LORAN-C transmitter Jupiter was the Yankee secondary station of the Southeast U.S. LORAN-C Chain (GRI 7980). It was operated from years 1962 to 2010 by the U.S. Coast Guard, located on Florida land that was originally Camp Murphy and now Jonathan Dickinson State Park, near the town of Jupiter, Florida. The choice of this site followed the earlier LORAN-A station established in 1957 nearby on the Atlantic beach at Hobe Sound.

The station used a transmission power of 400 kW. The transmitter broadcast on a 190.5 m tall mast radiator, which was built in 1962. The mast was less than 1000 ft from U.S. Route 1; passing motorists with an AM radio would hear a loud interference from the intense signal overwhelming the auto's receiver.

Until its removal, the mast and its aircraft warning lights provided a prominent visual landmark useful to boaters and mariners for reliable navigation bearings in the southern Treasure Coast and northern Gold Coast waters. The LORAN Tower Ledges coral reef is still named for the facility, which guided dive boats to the submerged location.

In 2004, damaging winds from Hurricane Frances twisted the structural guys on themselves, imposing a slight lean on the mast from vertical.

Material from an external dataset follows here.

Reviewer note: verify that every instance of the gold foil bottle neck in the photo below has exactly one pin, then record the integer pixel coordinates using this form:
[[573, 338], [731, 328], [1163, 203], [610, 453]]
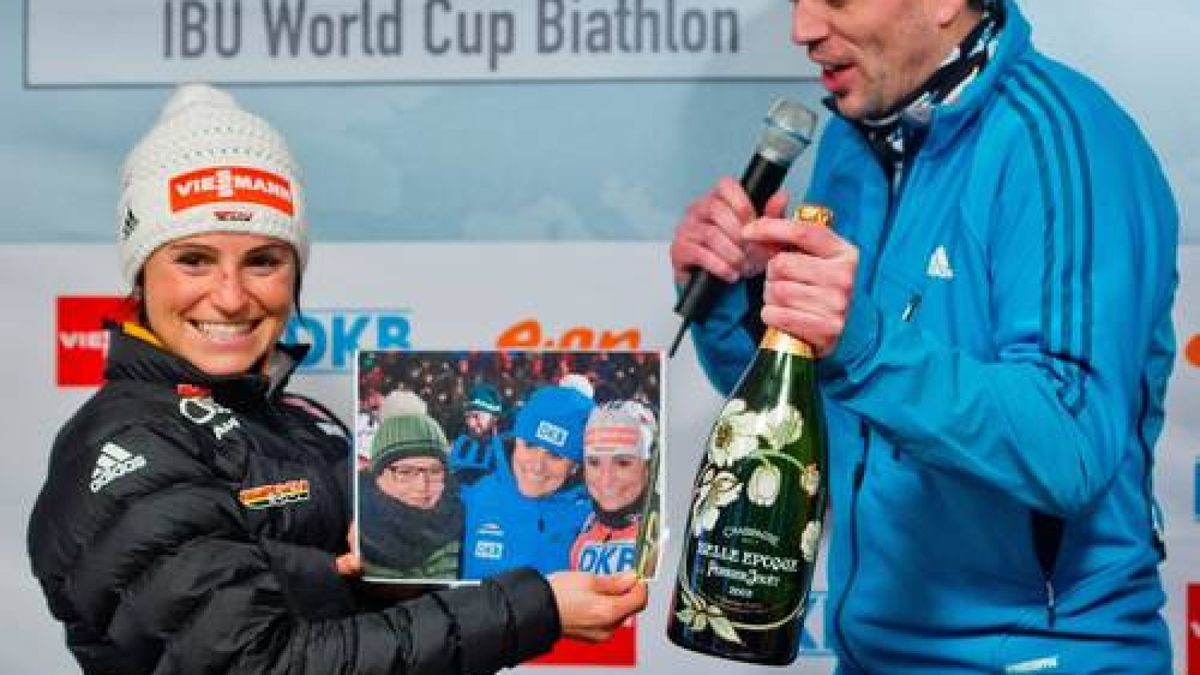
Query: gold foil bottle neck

Radio transmissions were permanently shut down in 2010, and the mast was demolished in July, 2014. The transmitter equipment buildings at the base of the former tower remain, and were turned over to the State of Florida, Division of Recreation and Parks. The 1750 ft diameter circular plat enclosure around the mast is still distinctly visible on aerial and satellite maps.